The key here is "comprehensive worldview," and I think any system of
thinking that purports to explain the Big Picture can qualify as a
religion.

Jeez right back atcha:  you fellers ought to get out more, read more
widely, stretch your intellectual horizons.  :-)  just kidding Ben,
I'm thrilled you're back and feisty as ever.  But seriously, Ben:
with your interest in AR and AR philosophers, I would think you for
one would be familiar with the work of Mary Midgley.  Allow me to
recommend two of her works for your reading pleasure:

Midgley, Mary. 1985. _Evolution as a Religion: Strange Hopes and
Stranger Fears_. New York: Methuen.
Midgley, Mary. 1992. _Science as Salvation: A Modern Myth and Its
Meaning_. London ; New York: Routledge.

I think you and Gus are showing some narrow disciplinary blinders,
frankly, on this question of what is or is not a "religion."

>
>Maybe the more important question is: how _could_ environmentalism be a
>religion?  What would that _mean_?

Ben, I believe I've actually also cited the following book in
response to this question of yours, in a previous conversation when
you were attempting to justify the Vail arson case:

Lee, Martha F. 1995. _Earth First! : Environmental Apocalypse,
Religion and politics series_. Syracuse, NY: Syracuse University
Press.

The book is largely a history of EarthFirst!, and Lee, a political
scientist at the University of Windsor, examines EarthFirst! within
an interpretive framework that views EarthFirst! as a millenarian
sect.  She argues that political divisions within EarthFirst! led to
a split between the founders on the one hand, who tried to uphold
among other things their original position that favored violence in
the form of monkeywrenching, and on the other hand, the relative
latecomers who came to the organization and who argued for policies
rooted in social justice concerns.  This internal debate between
violence and social justice eventually led to the departure of Dave
Foreman, and other things.  I'm drastically simplifying an
*extremely* interesting story here, but like I said--check out the
book.


>For the record, I find the question to be rather empty and the comparison
>flimsy.  Or, perhaps better put: I just don't know what it means to say
>that "Environmentalism is a religion."  That's nonsense to me.

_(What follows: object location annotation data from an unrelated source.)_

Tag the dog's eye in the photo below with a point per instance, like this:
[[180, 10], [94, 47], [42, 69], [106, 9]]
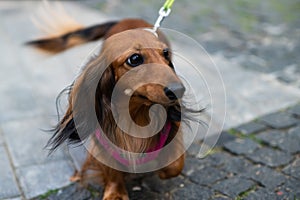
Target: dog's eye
[[135, 60]]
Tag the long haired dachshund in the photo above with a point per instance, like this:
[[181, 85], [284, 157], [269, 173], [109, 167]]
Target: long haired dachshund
[[125, 47]]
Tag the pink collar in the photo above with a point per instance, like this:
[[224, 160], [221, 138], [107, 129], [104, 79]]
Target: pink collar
[[150, 155]]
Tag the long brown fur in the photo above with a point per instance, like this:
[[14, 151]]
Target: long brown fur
[[119, 37]]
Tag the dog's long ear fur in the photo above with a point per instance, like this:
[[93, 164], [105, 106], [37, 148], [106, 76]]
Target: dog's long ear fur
[[86, 98]]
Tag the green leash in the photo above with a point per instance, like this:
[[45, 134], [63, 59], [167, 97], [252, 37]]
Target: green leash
[[163, 12]]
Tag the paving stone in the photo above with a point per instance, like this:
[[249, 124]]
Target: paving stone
[[192, 192], [288, 142], [295, 110], [241, 146], [270, 157], [251, 127], [234, 186], [261, 194], [8, 184], [266, 176], [74, 191], [155, 184], [293, 169], [238, 165], [26, 142], [278, 120], [224, 138], [218, 159], [290, 188], [207, 176], [38, 179]]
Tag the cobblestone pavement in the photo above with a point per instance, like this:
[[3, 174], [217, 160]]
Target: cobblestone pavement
[[257, 160], [251, 61]]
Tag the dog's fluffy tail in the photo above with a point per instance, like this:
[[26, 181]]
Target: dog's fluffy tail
[[62, 31], [71, 39]]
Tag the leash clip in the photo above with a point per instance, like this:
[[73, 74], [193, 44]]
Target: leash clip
[[163, 12]]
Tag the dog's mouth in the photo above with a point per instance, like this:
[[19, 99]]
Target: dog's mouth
[[148, 101]]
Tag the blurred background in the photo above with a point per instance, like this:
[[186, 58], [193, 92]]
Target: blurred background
[[259, 35]]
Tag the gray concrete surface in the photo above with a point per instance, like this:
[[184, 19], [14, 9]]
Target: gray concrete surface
[[30, 82]]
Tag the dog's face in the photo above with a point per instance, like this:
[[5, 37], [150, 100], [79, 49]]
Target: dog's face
[[138, 52], [143, 52]]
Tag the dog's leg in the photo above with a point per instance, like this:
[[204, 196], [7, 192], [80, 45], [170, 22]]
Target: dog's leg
[[174, 169], [114, 185]]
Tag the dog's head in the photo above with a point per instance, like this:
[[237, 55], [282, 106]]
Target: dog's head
[[140, 51]]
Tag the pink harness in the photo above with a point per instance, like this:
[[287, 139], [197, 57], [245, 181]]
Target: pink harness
[[152, 153]]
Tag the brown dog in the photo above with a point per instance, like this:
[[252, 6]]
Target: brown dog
[[124, 48]]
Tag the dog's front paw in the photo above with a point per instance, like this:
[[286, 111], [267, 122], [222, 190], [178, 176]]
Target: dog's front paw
[[115, 191], [115, 196]]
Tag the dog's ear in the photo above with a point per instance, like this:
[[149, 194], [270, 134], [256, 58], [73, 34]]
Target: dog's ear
[[89, 96]]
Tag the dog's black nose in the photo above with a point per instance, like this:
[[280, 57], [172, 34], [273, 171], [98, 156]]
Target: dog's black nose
[[174, 91]]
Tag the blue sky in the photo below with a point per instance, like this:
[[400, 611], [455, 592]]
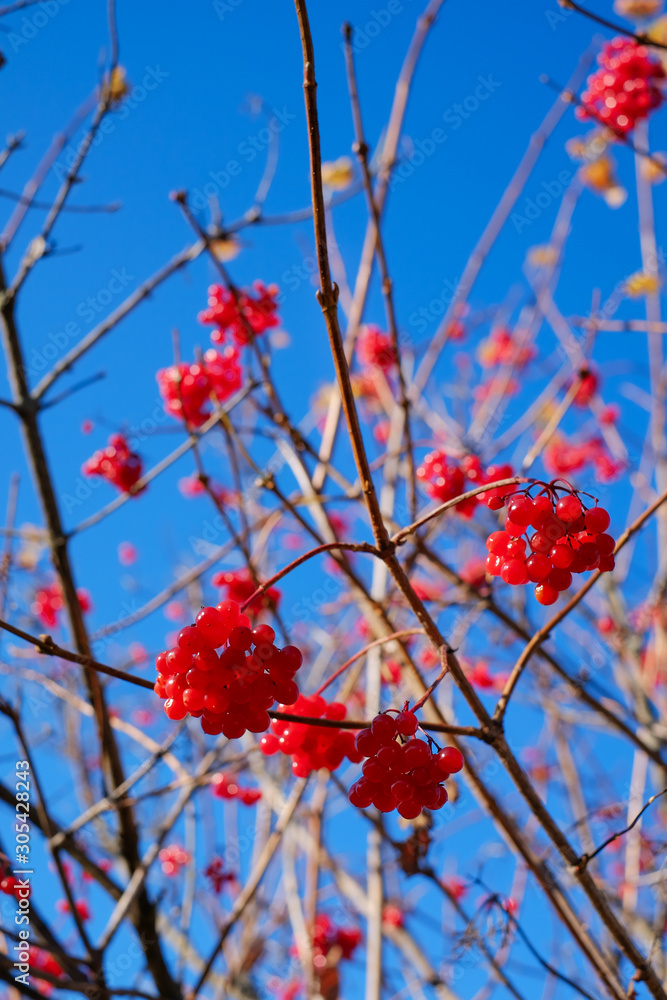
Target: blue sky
[[189, 124]]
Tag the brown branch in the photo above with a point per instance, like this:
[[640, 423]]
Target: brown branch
[[546, 630], [643, 38], [142, 292], [400, 536], [585, 858]]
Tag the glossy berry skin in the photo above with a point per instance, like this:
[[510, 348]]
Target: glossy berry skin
[[232, 692], [562, 556], [538, 567], [546, 594], [406, 776], [605, 544], [248, 313], [567, 539], [520, 510], [514, 572], [597, 520], [212, 628], [497, 542], [540, 510], [451, 760], [624, 89], [568, 508], [116, 463]]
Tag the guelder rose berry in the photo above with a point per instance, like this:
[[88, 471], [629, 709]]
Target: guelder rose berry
[[567, 539], [625, 88], [187, 389], [240, 315], [231, 691], [115, 463], [312, 747], [401, 771]]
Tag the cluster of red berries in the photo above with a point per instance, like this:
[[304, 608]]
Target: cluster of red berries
[[173, 858], [393, 915], [375, 349], [225, 787], [239, 585], [49, 602], [115, 463], [407, 776], [80, 905], [625, 88], [567, 539], [312, 747], [231, 692], [328, 935], [240, 315], [445, 479], [187, 389]]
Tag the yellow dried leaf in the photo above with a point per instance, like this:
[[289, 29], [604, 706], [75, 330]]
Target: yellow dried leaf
[[338, 174]]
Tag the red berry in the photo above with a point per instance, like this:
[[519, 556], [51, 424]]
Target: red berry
[[366, 743], [562, 556], [514, 529], [291, 657], [401, 789], [406, 723], [538, 567], [383, 728], [516, 549], [568, 508], [541, 510], [450, 760], [493, 564], [514, 572], [520, 510], [560, 579], [540, 543], [211, 627], [240, 638], [497, 542], [415, 753], [263, 634], [545, 593], [409, 808]]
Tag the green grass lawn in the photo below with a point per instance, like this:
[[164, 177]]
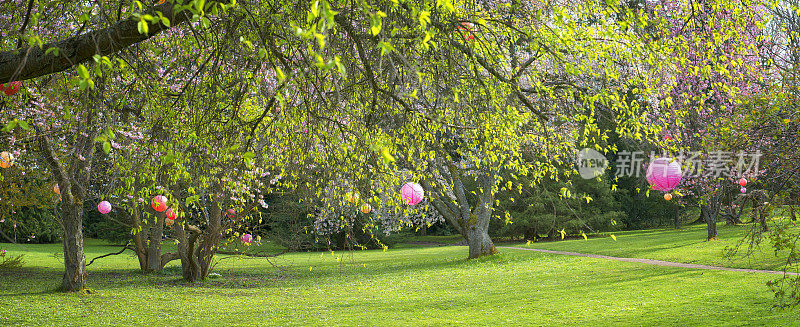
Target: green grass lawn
[[687, 245], [414, 286]]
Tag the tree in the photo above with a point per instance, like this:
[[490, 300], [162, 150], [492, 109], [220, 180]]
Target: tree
[[718, 46]]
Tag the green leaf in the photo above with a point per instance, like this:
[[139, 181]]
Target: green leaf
[[10, 126], [83, 72], [142, 26]]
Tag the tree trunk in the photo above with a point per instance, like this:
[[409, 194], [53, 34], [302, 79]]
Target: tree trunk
[[154, 244], [74, 259], [480, 244], [711, 222], [762, 218], [454, 206]]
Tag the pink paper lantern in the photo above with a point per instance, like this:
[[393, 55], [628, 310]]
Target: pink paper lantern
[[247, 238], [412, 193], [159, 203], [171, 214], [664, 174], [104, 207]]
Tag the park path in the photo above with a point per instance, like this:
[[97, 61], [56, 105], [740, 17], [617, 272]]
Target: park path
[[655, 262]]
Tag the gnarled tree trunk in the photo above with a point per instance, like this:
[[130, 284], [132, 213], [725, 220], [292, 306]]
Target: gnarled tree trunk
[[73, 184], [472, 223], [74, 278]]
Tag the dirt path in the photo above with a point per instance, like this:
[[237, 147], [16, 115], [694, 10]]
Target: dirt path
[[655, 262]]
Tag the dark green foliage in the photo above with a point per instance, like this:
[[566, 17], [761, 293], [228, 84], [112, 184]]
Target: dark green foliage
[[33, 225], [9, 261], [542, 211], [110, 227]]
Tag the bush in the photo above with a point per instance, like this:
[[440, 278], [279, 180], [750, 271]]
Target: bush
[[542, 212], [32, 225], [8, 262]]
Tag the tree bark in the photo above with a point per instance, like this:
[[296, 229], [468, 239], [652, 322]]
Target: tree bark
[[74, 259], [472, 223], [480, 244]]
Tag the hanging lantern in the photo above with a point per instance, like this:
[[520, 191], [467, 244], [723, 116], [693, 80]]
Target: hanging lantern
[[104, 207], [171, 214], [352, 197], [247, 239], [466, 28], [11, 89], [159, 203], [412, 193], [664, 174], [6, 159]]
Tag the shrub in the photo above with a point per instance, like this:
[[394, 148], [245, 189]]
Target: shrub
[[32, 225]]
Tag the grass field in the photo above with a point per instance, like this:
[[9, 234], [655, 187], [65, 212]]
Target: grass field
[[419, 286]]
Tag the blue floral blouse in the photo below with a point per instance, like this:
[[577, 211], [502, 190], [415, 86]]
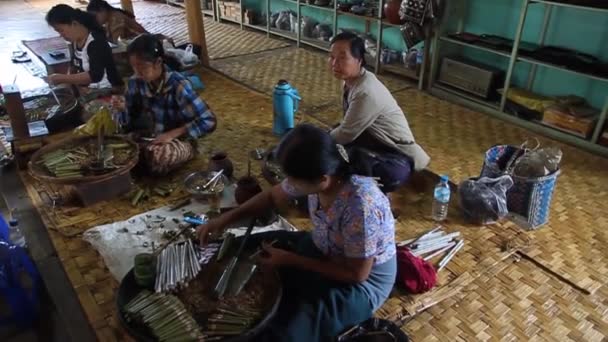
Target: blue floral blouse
[[359, 224]]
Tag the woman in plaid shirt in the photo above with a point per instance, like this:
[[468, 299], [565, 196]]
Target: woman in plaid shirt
[[163, 107]]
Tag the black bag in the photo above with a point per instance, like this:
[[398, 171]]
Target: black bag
[[374, 330]]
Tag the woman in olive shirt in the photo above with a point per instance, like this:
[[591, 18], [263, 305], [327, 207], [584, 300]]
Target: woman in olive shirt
[[374, 127]]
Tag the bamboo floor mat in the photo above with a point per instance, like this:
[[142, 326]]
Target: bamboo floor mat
[[573, 242], [517, 303], [244, 124], [304, 69]]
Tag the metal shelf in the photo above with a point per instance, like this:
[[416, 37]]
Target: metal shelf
[[362, 17], [386, 23], [319, 44], [452, 94], [455, 96], [400, 69], [465, 95], [522, 59], [553, 66], [230, 20], [474, 46], [256, 27], [562, 4], [284, 34]]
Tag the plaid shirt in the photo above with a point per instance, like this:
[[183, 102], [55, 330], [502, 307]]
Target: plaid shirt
[[174, 105]]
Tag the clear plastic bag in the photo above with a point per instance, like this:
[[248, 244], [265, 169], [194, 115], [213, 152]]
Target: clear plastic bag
[[484, 200], [538, 163]]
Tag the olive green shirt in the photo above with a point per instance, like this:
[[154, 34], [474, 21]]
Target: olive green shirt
[[370, 107]]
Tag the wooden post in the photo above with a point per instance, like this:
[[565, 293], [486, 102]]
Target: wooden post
[[196, 28], [127, 5]]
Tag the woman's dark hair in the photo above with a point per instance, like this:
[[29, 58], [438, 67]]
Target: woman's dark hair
[[149, 48], [357, 44], [95, 6], [308, 153], [66, 15]]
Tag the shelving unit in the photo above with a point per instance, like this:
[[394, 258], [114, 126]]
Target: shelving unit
[[298, 37], [513, 57]]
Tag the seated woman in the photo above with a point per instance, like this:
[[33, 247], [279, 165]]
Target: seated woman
[[162, 105], [92, 55], [117, 22], [374, 125], [338, 275]]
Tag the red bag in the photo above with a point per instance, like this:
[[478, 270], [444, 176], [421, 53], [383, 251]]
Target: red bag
[[413, 273]]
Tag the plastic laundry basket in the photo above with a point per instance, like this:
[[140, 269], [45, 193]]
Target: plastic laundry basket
[[529, 200]]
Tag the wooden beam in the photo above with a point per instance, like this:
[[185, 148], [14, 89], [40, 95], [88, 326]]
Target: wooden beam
[[127, 5], [196, 28]]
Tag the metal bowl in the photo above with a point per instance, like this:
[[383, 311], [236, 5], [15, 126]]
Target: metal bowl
[[194, 183]]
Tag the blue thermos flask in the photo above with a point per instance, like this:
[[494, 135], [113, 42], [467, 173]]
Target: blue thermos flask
[[285, 101]]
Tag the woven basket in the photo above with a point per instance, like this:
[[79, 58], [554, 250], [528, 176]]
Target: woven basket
[[40, 173], [529, 200]]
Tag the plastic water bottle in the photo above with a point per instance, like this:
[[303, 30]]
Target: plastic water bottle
[[14, 233], [441, 199]]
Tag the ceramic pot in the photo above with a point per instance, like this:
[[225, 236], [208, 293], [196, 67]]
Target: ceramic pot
[[246, 187], [391, 11], [219, 161]]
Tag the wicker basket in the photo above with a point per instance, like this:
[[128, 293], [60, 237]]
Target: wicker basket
[[529, 200]]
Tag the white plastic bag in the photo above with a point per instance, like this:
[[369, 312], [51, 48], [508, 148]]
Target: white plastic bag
[[189, 56]]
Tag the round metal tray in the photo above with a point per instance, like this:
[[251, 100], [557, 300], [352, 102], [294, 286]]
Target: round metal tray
[[128, 289]]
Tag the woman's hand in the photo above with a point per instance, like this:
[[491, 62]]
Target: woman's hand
[[164, 138], [276, 256], [204, 231], [118, 103], [170, 135]]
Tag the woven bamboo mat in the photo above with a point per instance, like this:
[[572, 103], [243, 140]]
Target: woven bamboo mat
[[518, 303], [573, 241], [484, 250], [237, 134], [304, 69], [223, 40]]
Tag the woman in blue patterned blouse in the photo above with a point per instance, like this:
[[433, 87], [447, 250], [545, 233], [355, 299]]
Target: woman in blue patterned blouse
[[163, 106], [340, 273]]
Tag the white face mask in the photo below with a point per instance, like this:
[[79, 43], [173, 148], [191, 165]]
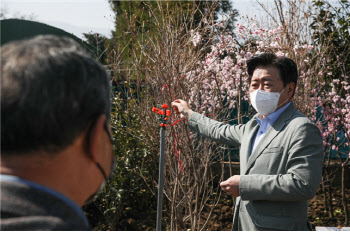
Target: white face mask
[[265, 102]]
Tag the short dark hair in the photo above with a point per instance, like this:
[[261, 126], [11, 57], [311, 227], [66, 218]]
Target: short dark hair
[[287, 68], [51, 90]]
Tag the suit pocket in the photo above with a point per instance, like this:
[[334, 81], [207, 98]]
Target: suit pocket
[[270, 150], [271, 215]]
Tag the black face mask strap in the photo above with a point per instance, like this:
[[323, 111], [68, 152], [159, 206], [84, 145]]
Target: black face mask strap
[[102, 171]]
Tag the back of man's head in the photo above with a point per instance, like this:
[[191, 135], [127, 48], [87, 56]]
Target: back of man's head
[[51, 90]]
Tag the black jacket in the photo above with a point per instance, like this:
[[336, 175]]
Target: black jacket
[[27, 208]]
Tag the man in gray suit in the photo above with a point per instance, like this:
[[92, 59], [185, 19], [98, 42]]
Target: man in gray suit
[[56, 150], [281, 150]]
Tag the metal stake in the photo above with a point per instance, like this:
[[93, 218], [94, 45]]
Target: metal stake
[[161, 178]]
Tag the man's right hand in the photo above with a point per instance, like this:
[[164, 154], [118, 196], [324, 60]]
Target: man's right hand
[[181, 107]]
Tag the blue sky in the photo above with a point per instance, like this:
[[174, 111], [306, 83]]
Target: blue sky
[[84, 16]]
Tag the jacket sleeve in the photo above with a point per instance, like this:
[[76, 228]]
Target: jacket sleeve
[[215, 130], [303, 171]]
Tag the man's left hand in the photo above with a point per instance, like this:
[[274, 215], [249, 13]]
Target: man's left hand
[[231, 186]]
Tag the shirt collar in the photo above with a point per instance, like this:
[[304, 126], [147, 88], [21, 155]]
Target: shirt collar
[[272, 117], [71, 203]]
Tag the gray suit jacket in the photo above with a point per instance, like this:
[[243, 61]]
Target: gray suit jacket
[[280, 176], [24, 208]]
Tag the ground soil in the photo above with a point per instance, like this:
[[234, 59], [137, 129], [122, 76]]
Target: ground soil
[[221, 218]]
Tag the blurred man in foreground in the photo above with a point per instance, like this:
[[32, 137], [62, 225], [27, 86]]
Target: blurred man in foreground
[[281, 150], [56, 150]]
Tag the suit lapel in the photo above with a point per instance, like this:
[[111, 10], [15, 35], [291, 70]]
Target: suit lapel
[[247, 146], [274, 130]]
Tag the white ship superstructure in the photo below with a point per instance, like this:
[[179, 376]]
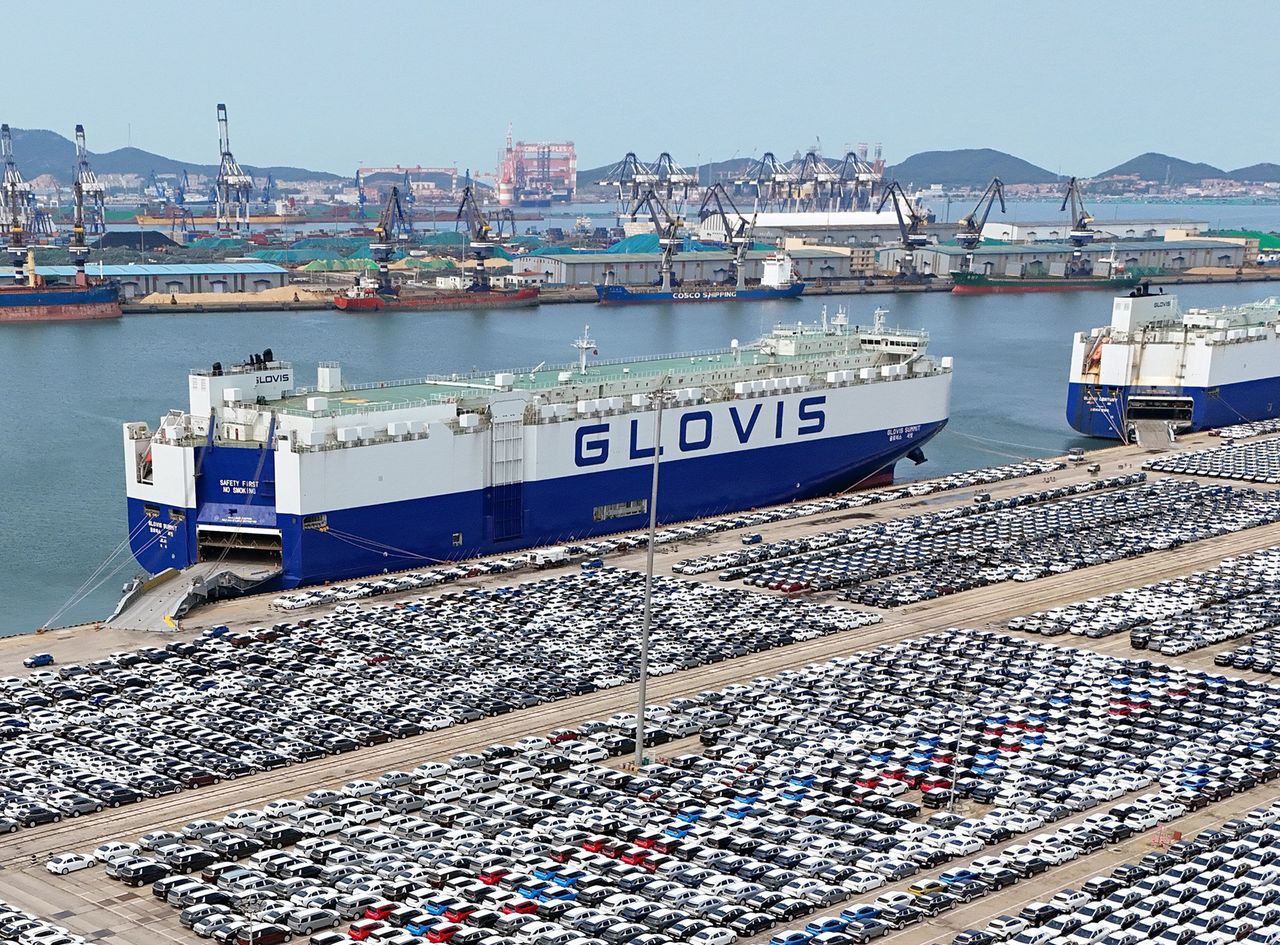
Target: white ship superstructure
[[1187, 369], [344, 479]]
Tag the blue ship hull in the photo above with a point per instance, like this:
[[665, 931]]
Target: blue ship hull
[[1102, 411], [622, 295], [398, 535]]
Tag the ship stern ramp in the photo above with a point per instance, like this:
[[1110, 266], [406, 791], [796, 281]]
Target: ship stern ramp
[[159, 603]]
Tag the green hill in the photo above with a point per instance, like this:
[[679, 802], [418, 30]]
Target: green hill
[[39, 151], [1257, 173], [1162, 168], [967, 168]]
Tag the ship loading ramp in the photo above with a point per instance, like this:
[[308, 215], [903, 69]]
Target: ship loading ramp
[[158, 603]]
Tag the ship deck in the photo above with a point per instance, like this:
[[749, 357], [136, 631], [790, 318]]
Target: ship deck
[[442, 388]]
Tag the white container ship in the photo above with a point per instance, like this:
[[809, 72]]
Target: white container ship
[[343, 480], [1179, 370]]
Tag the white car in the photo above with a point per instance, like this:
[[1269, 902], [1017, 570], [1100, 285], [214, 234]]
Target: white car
[[864, 882], [113, 850], [68, 863]]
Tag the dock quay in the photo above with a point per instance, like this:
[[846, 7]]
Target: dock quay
[[91, 904]]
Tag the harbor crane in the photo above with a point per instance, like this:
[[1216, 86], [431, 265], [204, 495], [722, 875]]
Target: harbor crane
[[816, 182], [969, 227], [667, 227], [855, 182], [17, 206], [483, 237], [737, 229], [671, 177], [1082, 223], [90, 209], [769, 181], [910, 220], [392, 227], [234, 187]]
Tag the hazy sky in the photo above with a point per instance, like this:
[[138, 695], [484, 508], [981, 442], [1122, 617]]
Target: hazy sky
[[1075, 87]]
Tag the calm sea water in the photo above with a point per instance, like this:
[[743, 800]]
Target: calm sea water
[[71, 386]]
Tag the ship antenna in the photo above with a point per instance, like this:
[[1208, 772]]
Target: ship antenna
[[584, 345]]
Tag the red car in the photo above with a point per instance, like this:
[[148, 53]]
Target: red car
[[362, 930], [439, 934], [521, 907]]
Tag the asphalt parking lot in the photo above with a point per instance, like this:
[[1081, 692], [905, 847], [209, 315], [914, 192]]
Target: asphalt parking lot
[[91, 907]]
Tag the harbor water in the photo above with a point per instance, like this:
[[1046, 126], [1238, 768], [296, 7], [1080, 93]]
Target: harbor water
[[76, 383]]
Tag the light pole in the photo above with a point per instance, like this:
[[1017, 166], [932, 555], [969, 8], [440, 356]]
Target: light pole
[[955, 758], [659, 397]]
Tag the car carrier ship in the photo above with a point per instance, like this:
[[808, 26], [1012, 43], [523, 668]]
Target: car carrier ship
[[1169, 370], [342, 480]]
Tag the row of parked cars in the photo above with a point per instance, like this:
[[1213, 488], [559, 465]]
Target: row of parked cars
[[155, 721], [1251, 462], [743, 562], [622, 544], [1020, 539], [1219, 888], [1260, 654], [1252, 428], [808, 791], [1240, 596]]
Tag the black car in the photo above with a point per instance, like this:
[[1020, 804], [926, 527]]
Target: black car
[[901, 916], [935, 903]]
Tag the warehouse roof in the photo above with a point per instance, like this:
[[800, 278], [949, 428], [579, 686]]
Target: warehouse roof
[[174, 269], [1098, 246], [705, 256]]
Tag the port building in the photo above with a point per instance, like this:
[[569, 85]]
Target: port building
[[812, 264], [137, 281], [1052, 258]]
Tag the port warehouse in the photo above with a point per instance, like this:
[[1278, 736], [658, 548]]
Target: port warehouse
[[708, 265], [1050, 259], [137, 281]]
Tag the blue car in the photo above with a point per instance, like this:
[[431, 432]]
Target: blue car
[[790, 939], [827, 925], [858, 913]]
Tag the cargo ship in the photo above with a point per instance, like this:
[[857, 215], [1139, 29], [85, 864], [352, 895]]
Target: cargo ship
[[341, 480], [1175, 370], [30, 298], [970, 283], [59, 302], [777, 282], [364, 296]]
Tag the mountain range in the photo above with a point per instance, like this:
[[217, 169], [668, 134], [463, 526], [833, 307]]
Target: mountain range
[[40, 151]]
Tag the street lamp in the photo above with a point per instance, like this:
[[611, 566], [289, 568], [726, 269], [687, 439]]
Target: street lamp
[[657, 397]]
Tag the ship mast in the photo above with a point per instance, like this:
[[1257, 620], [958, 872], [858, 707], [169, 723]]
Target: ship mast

Well, careful and serious scholars have examined the idea that
environmentalism/science/evolution/secular humanism, etc. are
"religions," and have made a serious case for the same.  The fact
that it is "nonsense" to you suggests to me that you need to read
more widely and more carefully in the sociology and philosophy of
religion.  :-)  I'm being partly facetious here with you Ben, but
between Guz diZerega throwing around the terms "dishonest,"
"incompetent," and "imbecilic," and you saying the thesis that
environmentalism is a religion is "nonsense," well . . . I'd say you
guys have some more homework to do.

Anyway.  Enjoying the conversation.
Jim

ps.  you might also want to take a look at Catherine Albanese's
_Nature Religion in America: From the Algonkian Indians to the New
Age_ (Chicago: University of Chicago Press, 1990).  The last chapter
on the environmental "New Age" has some interesting stuff, for
example, about Starhawk, Annie Dillard, and many others.